At The Kabaka, Alice and Luqmon Institute we lean on the wisdom of our elders (Green Haven Think Tank, Bedford Hill Sister, Center for NuLeadership) Non Traditional or Community Specific method, which entails a critical framework for self and collective accountability. This methodology is engaged to guide our Non Traditional approach to Healing-Centered praxis which involves fulfilling transformation on three levels simultaneously and integratively: Community, System and Individual (CSI).
Community Empowerment involves directing resources to targeted neighborhoods to achieve sustainable community development, reinvestment and self-determination in the areas of education, economic development, civic engagement and social services. It involves creating a pool of community stakeholders equipped, trained and adequately resourced to interface with system stakeholders and participate meaningfully and equitably in the decision making process.
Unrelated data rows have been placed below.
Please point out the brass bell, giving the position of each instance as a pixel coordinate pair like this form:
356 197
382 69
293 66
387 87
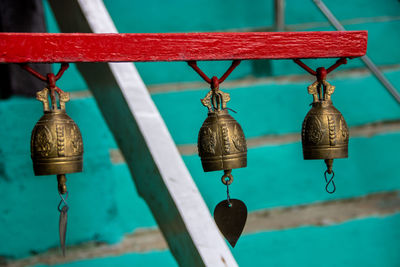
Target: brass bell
56 142
324 134
221 141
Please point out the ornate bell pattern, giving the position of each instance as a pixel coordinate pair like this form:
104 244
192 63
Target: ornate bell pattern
221 142
222 146
57 148
56 142
324 134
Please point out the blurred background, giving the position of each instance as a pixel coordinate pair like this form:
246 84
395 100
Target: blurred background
292 220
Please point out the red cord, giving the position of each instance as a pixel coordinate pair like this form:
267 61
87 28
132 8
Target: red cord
321 72
50 77
214 81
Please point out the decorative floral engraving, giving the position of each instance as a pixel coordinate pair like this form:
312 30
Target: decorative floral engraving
208 140
225 137
76 140
344 129
42 140
238 139
332 130
313 131
60 139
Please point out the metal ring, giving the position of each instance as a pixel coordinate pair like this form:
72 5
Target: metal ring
329 181
227 181
63 200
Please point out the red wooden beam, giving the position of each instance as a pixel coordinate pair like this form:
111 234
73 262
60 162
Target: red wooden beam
90 47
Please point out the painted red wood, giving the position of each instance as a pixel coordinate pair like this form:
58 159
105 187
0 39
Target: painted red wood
90 47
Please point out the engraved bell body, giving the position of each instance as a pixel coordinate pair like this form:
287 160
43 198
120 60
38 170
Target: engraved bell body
56 143
324 134
221 142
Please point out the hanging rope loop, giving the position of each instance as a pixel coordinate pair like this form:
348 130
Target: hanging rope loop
214 81
50 78
321 72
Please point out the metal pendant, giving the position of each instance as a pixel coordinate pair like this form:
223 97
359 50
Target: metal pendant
230 217
56 148
324 134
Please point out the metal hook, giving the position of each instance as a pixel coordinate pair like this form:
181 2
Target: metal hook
330 181
63 200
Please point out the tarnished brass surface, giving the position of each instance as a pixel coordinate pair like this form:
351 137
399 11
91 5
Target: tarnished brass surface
56 142
221 142
325 134
230 216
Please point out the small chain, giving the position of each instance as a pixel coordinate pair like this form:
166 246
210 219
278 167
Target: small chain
228 198
330 181
63 201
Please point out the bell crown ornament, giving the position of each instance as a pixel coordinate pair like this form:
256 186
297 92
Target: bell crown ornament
56 141
221 141
325 134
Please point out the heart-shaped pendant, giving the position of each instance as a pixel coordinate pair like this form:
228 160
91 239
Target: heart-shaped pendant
230 218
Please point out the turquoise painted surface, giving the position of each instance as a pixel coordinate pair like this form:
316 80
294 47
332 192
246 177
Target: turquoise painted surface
366 242
279 108
154 258
347 244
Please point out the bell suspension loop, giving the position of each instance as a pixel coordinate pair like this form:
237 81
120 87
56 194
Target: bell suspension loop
325 134
56 142
222 146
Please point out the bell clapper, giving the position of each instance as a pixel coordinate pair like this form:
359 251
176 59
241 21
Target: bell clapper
222 146
329 163
324 133
56 142
227 179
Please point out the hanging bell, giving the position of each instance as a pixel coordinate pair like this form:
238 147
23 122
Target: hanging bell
221 142
222 146
325 134
56 142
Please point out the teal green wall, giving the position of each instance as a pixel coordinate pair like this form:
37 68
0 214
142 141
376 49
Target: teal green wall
104 205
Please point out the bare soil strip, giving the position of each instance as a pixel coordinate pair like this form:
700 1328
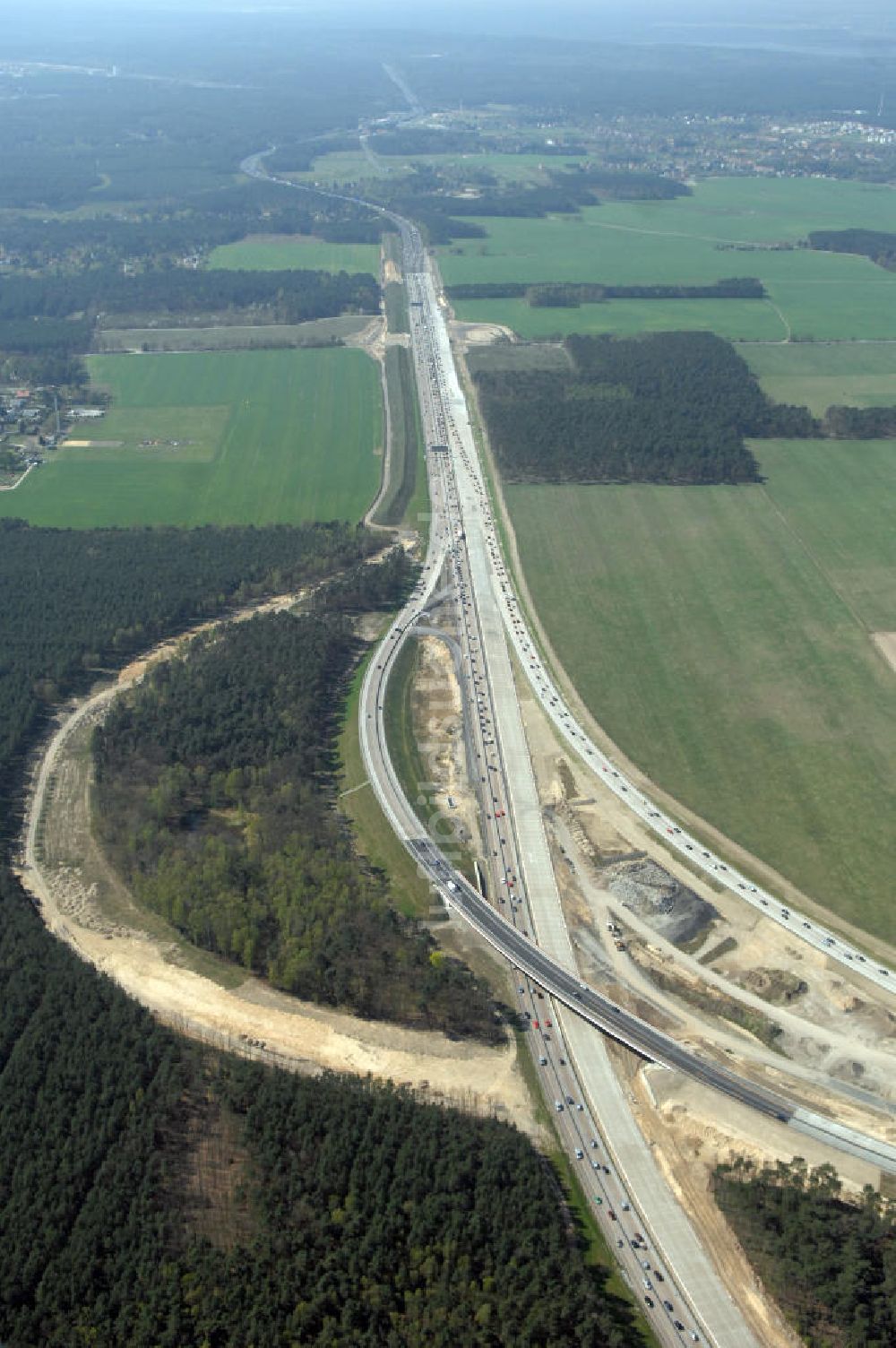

System Accountability and Realignment is having a principled mechanism of oversight for quality control, data collection, performance, evaluation, feedback and community partnership.It is holding the system accountable, analyzing system behavior and forging system‐community partnerships for arriving at solutions and outcomes that expand and enable Community Development and Empowerment, and Individual Transformation.
Individual Transformation places the person, the human being, at the center of any policy, advocacy, relationship, injustice, practice, program and/or effort to heal and develop that results in expanded and sustainable life improving opportunities and affirmative support.